A couple of months later a friend she saw some pictures of her on the Internet and there were rumors that similar pictures had appeared in a men's magazine. She can't believe her ears but then sees for herself that her worst nightmares had come true. That night, after her parents confronted her, she cuts her wrists in the bath. Her mother finds her in time and calls an ambulance. She recovers from her wounds but refuses to go to school or go out, or even eat. Her condition deteriorates and her father makes arrangments for her to be put in a mental hospital.


She is in her early twenties by the time she fully recovers. By then she has decided that she wants to be a fashion model. While in the hospital she had polished her English and learned some French, Italian, and even Chinese. She goes abroad and makes a name for herself in New York, London, Paris, Rome, and Beijing. Ten years later she returns triumphant to Japan.

She has turned down all requests to disrobe for photographers and painters, no matter how famous. Back in Tokyo, though, she happens across an ad that reminds her of the one she replied to that summer during her first year in high school. The voice of the man who answers the phone is the same. She assures him she is eighteen and goes to the designated address at the appointed time.

The man is startled when he opens the door. The woman, about thirty, is wearing sun glasses and white gloves. He is cautious at first but is soon at the mercy of her beauty and voice. He invites her to sit and sets a cup of coffee and a wedge of cheezecake before her. She thumbs through the album, which includes a print of one of her photos. She leaves the coffee and cake untouched. "I have to watch my heart and figure," she tells him.

He opens a folder and removes a blank release form. She waves it away. "Do I look like I'm under age?" she says, and before he can open his mouth she begins to remove her clothes. He watches her take everything off except her gloves and a silk sash around her waist. "They're just affectations," she says, if he didn't mind. He didn't. He couldn't. He had already grabbed his favorite camera.

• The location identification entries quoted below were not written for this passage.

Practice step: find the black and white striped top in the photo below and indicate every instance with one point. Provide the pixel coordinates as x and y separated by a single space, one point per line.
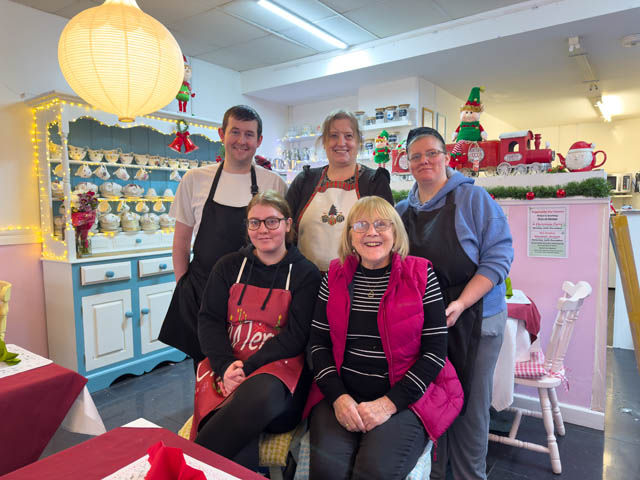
365 372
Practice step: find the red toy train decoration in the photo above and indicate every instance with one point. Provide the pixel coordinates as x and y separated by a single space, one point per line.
510 155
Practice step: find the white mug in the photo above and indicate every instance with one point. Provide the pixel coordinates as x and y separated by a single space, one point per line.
102 172
122 174
142 207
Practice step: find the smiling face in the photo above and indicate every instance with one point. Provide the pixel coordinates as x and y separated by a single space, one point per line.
341 143
268 242
428 171
373 247
241 140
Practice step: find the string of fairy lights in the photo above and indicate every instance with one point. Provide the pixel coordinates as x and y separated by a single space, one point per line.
52 244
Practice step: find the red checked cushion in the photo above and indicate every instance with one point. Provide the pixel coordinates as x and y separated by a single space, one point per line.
533 368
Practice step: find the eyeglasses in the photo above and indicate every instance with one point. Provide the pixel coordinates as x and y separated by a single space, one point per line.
272 223
379 226
430 154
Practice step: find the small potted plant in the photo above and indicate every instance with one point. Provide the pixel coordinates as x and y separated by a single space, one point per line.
83 216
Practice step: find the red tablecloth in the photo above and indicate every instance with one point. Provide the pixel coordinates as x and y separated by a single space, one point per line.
527 313
103 455
32 406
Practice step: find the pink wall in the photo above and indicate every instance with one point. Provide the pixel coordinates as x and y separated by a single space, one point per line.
26 324
541 279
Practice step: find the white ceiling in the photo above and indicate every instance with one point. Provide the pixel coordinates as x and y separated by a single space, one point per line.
530 78
240 35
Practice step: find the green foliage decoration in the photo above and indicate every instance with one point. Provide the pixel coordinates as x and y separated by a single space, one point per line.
592 187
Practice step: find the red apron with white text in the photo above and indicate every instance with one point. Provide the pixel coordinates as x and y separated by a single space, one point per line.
249 326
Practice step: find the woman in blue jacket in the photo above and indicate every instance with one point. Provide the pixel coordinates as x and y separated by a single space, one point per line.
465 233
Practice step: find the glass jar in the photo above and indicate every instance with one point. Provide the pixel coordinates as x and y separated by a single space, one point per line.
403 111
390 113
393 139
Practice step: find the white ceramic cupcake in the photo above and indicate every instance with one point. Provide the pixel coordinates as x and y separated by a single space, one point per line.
166 221
130 222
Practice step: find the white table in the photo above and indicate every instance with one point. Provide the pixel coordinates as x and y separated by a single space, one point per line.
516 347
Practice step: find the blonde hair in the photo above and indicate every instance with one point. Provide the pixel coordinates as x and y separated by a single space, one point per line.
340 115
374 208
272 198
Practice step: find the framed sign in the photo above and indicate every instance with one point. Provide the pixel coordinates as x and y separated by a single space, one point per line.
427 117
441 125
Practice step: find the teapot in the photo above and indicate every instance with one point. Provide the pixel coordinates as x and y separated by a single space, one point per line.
149 222
166 221
95 155
110 189
581 157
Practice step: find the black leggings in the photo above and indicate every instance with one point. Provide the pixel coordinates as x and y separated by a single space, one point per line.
260 404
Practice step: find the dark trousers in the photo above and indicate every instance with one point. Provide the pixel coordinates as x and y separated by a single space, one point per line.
260 404
389 451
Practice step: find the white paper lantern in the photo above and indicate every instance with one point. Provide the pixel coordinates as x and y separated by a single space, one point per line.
121 60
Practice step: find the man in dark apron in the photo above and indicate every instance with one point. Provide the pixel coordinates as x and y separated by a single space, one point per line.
215 211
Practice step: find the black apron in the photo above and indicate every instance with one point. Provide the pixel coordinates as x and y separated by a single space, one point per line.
432 235
222 231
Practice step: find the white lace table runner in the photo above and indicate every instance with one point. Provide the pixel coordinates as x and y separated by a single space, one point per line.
29 361
138 469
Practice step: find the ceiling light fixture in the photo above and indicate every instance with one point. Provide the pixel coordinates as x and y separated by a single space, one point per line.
609 105
299 22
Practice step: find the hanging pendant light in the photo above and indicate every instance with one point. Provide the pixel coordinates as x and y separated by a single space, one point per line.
121 60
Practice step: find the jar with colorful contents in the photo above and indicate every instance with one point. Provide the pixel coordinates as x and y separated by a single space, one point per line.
391 113
393 139
403 111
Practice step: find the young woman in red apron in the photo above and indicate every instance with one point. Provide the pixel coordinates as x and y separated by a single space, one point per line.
322 197
253 328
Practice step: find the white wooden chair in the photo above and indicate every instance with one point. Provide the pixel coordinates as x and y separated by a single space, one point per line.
5 295
568 308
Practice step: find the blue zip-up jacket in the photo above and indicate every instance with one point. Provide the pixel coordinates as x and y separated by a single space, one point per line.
482 229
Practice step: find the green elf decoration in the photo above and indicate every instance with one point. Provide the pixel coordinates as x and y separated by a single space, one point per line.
469 129
381 152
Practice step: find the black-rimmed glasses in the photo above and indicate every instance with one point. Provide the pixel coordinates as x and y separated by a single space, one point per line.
272 223
379 226
430 154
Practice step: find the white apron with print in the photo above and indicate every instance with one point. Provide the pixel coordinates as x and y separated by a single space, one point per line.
322 222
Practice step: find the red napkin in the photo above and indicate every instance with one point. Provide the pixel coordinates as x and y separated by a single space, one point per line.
167 463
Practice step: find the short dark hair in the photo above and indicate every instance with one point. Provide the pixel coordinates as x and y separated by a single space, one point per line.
416 133
244 113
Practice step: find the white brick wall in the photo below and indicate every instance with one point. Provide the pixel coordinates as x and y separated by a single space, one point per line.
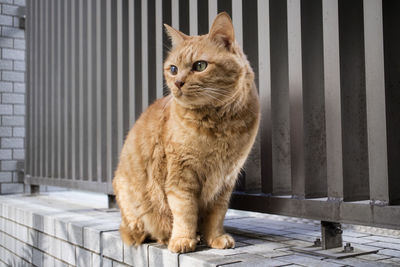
12 96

During one of the poses she invites him closer for a better shot. By now he has stopped smiling and his eyes are too large to blink. When he kneels with the camera below her tummmy, she whips the sash off her waist and tightens it around his neck before he can bring his arms up. She had caught him right after he had exhaled. Within a minute he had stopped struggling. A few moments later he has no pulse.

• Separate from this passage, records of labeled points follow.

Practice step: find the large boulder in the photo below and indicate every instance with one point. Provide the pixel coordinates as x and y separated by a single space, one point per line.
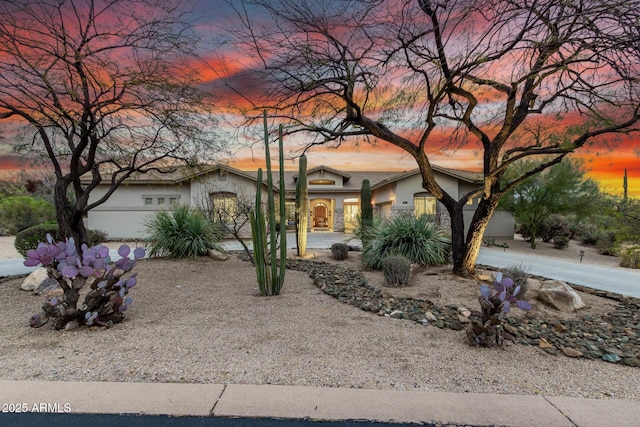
559 295
34 279
217 255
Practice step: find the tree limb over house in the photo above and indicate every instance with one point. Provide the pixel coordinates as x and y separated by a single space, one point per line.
513 79
104 89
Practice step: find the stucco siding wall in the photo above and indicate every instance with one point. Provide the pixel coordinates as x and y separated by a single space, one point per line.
123 215
325 175
229 183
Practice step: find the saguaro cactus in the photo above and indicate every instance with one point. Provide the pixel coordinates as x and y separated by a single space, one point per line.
302 207
366 211
265 246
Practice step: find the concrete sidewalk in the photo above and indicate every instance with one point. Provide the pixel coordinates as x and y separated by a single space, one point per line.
296 402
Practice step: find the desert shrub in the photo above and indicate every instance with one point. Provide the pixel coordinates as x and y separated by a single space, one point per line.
29 238
630 258
519 274
496 303
588 233
607 244
421 240
340 251
181 233
554 226
397 271
560 242
18 213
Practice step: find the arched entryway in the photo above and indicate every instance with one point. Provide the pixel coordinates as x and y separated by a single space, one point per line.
320 216
321 211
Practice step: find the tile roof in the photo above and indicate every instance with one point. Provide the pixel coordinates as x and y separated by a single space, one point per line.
352 181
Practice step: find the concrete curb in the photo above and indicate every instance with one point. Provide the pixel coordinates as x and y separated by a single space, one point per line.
317 403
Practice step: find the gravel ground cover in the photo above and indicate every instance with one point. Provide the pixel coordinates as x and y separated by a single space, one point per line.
202 321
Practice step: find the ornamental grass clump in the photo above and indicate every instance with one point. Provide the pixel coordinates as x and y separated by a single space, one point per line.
182 233
340 251
397 271
486 330
421 240
106 301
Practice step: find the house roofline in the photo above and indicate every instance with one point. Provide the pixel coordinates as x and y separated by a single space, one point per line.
461 175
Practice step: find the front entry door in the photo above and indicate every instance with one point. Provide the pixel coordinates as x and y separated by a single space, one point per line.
320 219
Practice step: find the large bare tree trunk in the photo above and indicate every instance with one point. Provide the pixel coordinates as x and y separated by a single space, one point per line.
473 242
68 216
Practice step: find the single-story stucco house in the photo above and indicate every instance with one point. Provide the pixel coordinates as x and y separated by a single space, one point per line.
334 197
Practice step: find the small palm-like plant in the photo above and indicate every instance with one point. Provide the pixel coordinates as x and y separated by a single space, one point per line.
182 233
421 240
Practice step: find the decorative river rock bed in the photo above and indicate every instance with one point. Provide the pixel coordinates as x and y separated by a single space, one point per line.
613 337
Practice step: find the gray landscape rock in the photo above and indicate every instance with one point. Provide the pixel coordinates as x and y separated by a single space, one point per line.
559 295
217 255
34 279
396 314
570 352
48 287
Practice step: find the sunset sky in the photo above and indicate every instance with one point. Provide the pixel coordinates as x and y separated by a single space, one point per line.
605 164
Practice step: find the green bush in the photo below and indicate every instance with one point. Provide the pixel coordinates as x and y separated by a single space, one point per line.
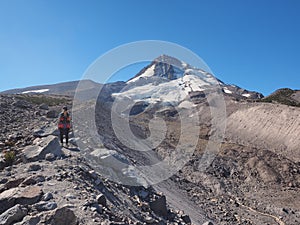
10 157
282 96
40 99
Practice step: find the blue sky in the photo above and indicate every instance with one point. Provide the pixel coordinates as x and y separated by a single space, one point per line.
251 43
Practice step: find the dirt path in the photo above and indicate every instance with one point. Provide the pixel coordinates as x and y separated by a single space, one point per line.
279 221
177 200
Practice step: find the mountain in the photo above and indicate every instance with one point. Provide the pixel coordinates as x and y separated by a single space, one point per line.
173 75
284 96
172 145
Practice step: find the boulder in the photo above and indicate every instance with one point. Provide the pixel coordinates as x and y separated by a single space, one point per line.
22 104
34 167
24 196
208 223
48 196
52 114
159 206
12 215
186 219
101 199
50 157
44 106
33 180
62 216
45 206
46 131
29 195
30 220
47 145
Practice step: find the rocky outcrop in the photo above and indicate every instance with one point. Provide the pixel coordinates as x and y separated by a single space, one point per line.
267 126
24 196
12 215
49 144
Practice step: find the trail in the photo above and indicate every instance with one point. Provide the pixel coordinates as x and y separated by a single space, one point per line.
178 201
279 221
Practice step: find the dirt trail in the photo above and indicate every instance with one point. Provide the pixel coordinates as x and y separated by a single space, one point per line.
177 200
270 126
278 220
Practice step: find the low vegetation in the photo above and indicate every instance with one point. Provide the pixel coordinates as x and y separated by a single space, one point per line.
44 99
282 96
10 157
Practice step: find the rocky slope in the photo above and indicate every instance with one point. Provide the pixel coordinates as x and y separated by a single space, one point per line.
44 183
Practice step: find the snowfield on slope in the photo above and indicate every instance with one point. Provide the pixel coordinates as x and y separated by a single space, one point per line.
174 91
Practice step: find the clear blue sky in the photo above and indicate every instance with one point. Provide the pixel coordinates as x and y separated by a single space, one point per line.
252 43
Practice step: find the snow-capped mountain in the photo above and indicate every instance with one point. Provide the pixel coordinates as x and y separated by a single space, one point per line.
170 80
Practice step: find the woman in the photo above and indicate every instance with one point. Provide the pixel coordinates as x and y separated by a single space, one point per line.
64 125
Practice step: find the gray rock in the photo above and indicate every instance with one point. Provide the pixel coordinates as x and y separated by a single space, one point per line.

She dresses, pops the memory card out of the camera, checks to make sure no one is outside, turns out the lights, and locks the door as she goes out.

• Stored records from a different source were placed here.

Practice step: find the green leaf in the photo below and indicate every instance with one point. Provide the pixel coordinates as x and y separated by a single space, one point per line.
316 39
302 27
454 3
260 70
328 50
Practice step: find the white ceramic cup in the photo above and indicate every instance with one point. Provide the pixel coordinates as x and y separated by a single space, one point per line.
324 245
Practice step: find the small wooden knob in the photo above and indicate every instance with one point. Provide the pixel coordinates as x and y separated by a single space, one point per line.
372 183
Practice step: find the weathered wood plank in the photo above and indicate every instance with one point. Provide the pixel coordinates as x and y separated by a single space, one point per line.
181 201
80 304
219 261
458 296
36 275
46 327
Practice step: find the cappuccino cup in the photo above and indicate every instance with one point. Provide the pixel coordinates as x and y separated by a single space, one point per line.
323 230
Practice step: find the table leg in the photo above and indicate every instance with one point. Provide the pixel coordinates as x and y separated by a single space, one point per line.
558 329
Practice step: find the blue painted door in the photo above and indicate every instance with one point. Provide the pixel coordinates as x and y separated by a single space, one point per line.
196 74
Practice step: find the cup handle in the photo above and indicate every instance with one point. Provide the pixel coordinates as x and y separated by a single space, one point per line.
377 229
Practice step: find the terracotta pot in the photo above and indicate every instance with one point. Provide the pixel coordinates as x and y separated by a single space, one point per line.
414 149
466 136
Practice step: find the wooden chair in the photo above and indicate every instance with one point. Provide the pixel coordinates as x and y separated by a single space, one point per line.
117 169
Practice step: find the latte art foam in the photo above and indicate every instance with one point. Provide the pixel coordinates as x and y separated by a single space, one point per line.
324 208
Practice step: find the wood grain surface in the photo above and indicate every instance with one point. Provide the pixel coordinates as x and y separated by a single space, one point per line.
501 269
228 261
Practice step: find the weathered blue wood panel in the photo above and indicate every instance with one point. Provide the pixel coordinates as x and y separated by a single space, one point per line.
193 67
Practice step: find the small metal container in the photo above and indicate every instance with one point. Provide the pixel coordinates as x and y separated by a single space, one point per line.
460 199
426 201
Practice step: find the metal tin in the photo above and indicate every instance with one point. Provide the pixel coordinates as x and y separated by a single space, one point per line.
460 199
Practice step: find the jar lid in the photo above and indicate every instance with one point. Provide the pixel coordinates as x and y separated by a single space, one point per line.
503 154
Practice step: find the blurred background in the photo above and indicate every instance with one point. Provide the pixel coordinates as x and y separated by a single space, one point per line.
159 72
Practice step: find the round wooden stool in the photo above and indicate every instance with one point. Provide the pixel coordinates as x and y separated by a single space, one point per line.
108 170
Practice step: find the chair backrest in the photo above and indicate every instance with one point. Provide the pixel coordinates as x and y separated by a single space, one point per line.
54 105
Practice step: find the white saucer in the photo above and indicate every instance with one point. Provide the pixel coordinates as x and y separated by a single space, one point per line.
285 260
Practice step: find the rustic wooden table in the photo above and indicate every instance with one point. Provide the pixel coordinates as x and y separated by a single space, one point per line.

Three weeks later she catches a report of his murder on television. The landlord had found the body when a neighbor complained of a smell. The body was badly composed but investigators estimated the man had been dead as long as one month. He has been idenfified as a free-lance photographer who has made his living over the past twenty years selling certain magazines and now some Internet sites erotic and pornographic pictures.

The man's residence was full of documents, negatives, and prints, and digital image files related to females ranging in age from thirteen to twenty-two. Some of the materials go back over twenty years.

Police are looking for anyone who recently witnessed someone around the apartment. Undisclosed crime scene evidence suggests the perpetrator was a young woman. The police are not ruling out a disgruntled model, or maybe a parent or boy friend.

The woman appears on a television show with other models who discuss the case from the viewpoint of the hazzards of trusting photographers. Two of the models admitted they had had problems with agencies or studios who had taken liberties with photographs that were never intended for publication and were supposed to have been destroyed.

"I've been lucky myself," the woman said. "But many years ago, I knew someone who killed herself because some guy had sold some pix he'd talked her into letting him take." A couple of other models shed tears of sympathy with hers. "Maybe her ghost murdered the man," the emcee said, and moved on to the next topic.